Der Krankenpfleger ist froh über die Vorgehensweise seines Arbeitgebers: „Ich habe das Gefühl, die Situation wird ernst genommen, es wird aber keine Panik verbreitet. Planbare Eingriffe wurden verschoben, damit wir Einzelzimmer für Verdachtsfälle haben und im Notfall auch Patienten auf der Intensivstation beatmen können.“ Die Bilder, die man aus anderen Ländern kennt, rufen in ihm ein mulmiges Gefühl hervor, sagt der 24-Jährige.
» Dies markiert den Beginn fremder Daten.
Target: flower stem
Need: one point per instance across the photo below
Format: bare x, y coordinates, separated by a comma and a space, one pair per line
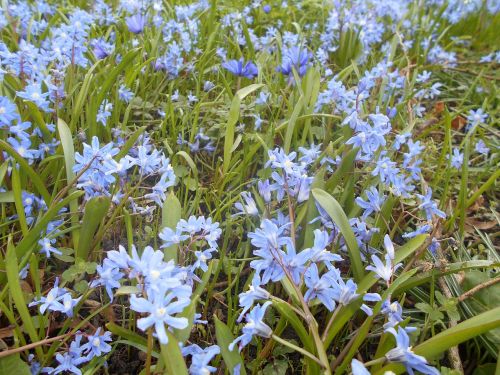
150, 350
375, 362
296, 348
330, 322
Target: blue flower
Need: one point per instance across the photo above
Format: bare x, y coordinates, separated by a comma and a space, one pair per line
104, 112
241, 68
457, 159
101, 48
254, 292
68, 304
8, 112
33, 93
320, 288
476, 117
109, 277
136, 23
125, 94
264, 188
402, 353
53, 300
295, 58
97, 344
250, 208
47, 248
200, 360
481, 147
255, 326
160, 307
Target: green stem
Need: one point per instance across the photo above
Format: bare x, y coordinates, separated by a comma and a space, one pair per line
150, 350
375, 362
296, 348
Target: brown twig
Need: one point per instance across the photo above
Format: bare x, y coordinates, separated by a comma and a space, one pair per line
477, 288
8, 352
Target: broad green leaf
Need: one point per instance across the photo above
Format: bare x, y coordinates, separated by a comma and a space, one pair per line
14, 365
234, 114
429, 276
25, 167
172, 357
291, 123
127, 334
334, 210
18, 296
224, 338
127, 289
129, 143
95, 210
69, 161
368, 281
171, 214
17, 191
297, 325
462, 332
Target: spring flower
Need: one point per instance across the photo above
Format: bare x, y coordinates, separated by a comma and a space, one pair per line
250, 208
358, 368
372, 204
200, 360
241, 68
402, 353
136, 23
476, 117
8, 111
109, 277
295, 58
160, 307
33, 93
319, 287
97, 344
457, 159
47, 248
482, 148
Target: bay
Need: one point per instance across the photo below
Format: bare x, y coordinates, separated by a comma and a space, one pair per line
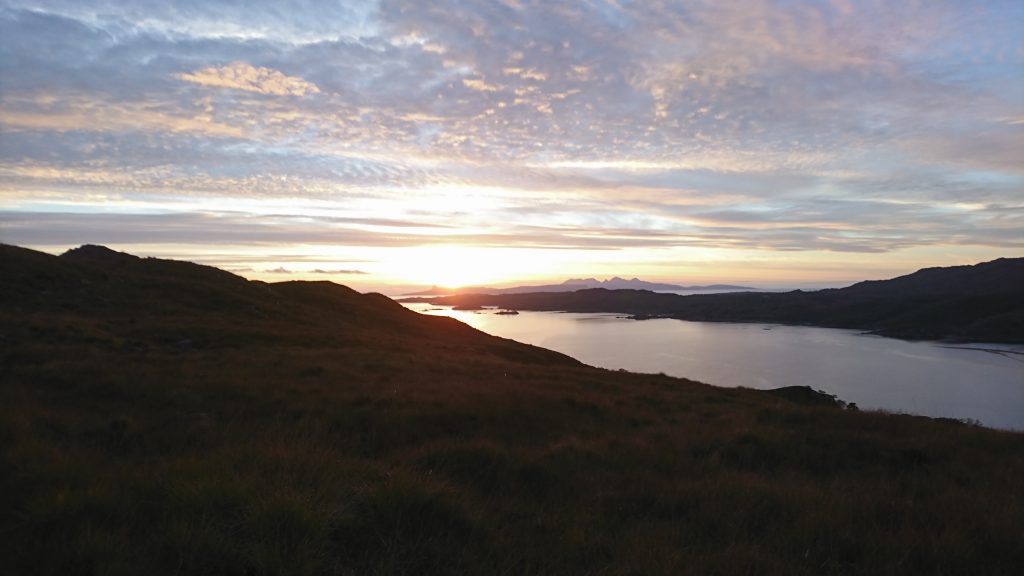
979, 381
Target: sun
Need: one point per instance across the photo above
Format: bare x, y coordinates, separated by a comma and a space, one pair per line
459, 266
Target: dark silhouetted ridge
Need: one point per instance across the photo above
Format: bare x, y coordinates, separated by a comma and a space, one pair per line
981, 302
163, 417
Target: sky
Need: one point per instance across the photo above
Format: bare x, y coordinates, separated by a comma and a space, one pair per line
399, 142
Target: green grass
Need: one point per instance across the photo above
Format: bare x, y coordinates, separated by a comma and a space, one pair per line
338, 434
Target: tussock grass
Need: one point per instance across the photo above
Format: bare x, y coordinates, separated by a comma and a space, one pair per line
302, 441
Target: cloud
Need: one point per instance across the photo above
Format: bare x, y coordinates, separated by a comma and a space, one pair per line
242, 76
759, 125
338, 272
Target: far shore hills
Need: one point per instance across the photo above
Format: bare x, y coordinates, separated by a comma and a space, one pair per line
165, 417
983, 302
574, 284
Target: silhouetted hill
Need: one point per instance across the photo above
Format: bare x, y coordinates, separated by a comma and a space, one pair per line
162, 417
981, 302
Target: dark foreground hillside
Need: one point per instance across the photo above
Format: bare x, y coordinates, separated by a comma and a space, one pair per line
160, 417
983, 302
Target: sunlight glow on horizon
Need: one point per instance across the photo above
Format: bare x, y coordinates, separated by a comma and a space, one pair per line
391, 142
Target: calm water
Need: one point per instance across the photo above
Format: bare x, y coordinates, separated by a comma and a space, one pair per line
914, 377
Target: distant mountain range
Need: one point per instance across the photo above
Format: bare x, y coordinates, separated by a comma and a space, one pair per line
981, 302
574, 284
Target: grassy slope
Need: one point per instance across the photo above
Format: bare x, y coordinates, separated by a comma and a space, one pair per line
161, 417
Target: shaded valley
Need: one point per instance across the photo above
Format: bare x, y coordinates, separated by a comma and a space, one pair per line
163, 417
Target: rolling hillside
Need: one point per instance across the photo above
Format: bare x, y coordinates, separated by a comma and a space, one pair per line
162, 417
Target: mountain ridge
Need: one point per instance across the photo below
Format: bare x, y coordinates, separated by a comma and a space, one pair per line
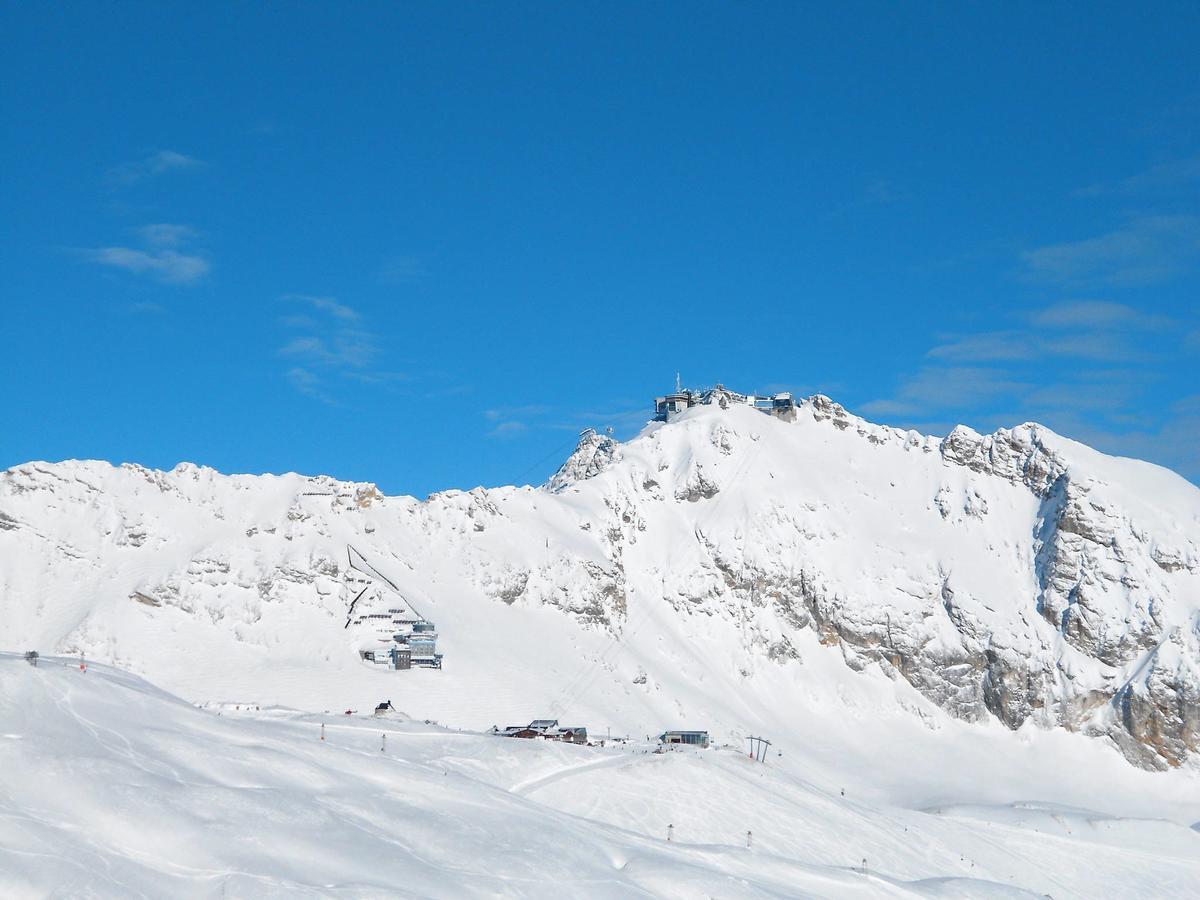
1018, 576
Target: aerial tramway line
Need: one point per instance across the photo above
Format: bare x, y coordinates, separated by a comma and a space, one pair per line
409, 641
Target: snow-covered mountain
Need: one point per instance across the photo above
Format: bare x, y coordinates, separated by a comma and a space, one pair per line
731, 570
111, 787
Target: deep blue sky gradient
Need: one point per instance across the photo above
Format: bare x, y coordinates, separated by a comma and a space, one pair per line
425, 247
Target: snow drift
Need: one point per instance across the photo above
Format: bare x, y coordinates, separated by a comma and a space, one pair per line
723, 570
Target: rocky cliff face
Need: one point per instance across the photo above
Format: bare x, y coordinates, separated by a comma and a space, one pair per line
1018, 576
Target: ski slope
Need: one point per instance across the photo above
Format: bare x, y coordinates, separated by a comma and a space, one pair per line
111, 787
727, 570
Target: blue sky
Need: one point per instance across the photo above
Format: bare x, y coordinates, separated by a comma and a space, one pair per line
425, 247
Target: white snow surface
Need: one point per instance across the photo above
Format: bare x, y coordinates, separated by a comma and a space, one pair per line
933, 627
112, 787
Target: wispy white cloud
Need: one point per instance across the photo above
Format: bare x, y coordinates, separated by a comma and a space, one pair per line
156, 163
1096, 315
307, 383
166, 265
324, 304
330, 343
1084, 329
509, 430
1065, 365
1145, 250
1165, 175
951, 388
166, 235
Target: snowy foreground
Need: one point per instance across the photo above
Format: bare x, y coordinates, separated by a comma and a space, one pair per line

Mittlerweile habe er jedoch keine Angst mehr, dass es in Deutschland zu einer ähnlichen Überlastung der Krankenhäuser kommen könnte: „Derzeit sieht es nicht danach aus. Es gibt genügend Personal, Platz und Geräte, um Situationen wie in Italien zu vermeiden.“
Gegen Dienstende desinfizieren die Mitarbeiter sämtliche Oberflächen, damit eine (zu schnelle) Verbreitung des Virus verhindert werde. Auch dies sei anfangs ungewohnt gewesen: „Wenn solche Neu-Anweisungen kommen, macht man sich zunächst über jeden Handgriff Gedanken.“ Mittlerweile haben sich Alexander Resch und seine Kollegen an die neuen Abläufe gewöhnt – und machen gerne auch mal zehn Minuten später Feierabend, damit alles steril und sauber ist. Denn dies – und da ist sich der Pfleger sicher – ist einer der Gründe, warum Deutschland im internationalen Vergleich bislang eher verschont geblieben ist: „Man hat schnell reagiert, Informationen wurden flott weitergegeben und die Beschränkungen schnell angeordnet.“
„Ich möchte meine Angehörigen nicht in Gefahr bringen“
Deshalb sei es ihm umso wichtiger, weiterhin vorsichtig zu bleiben: „Ich gehe nicht übermäßig viel raus und versuche, selten einkaufen zu gehen – die Gefahr, sich dort zu infizieren ist wahrscheinlich größer als im Krankenhaus, wo alle professionelle Masken tragen.“ Da er alleine wohnt, hält der 24-Jährige auch beim Besuch seiner Eltern Abstand. „Ich möchte meine Angehörigen nicht in Gefahr bringen und gleichzeitig natürlich auch die Patienten schützen. Für den Pfleger hat sich durch die Corona-Krise einiges geändert, doch er ist sich sicher: „Die Maßnahmen sind wichtig, damit wir die Situation gut überstehen.“ Und damit er irgendwann auch wieder ohne Mundschutz zu den Patienten kann, um ihnen sein Lächeln zu schenken.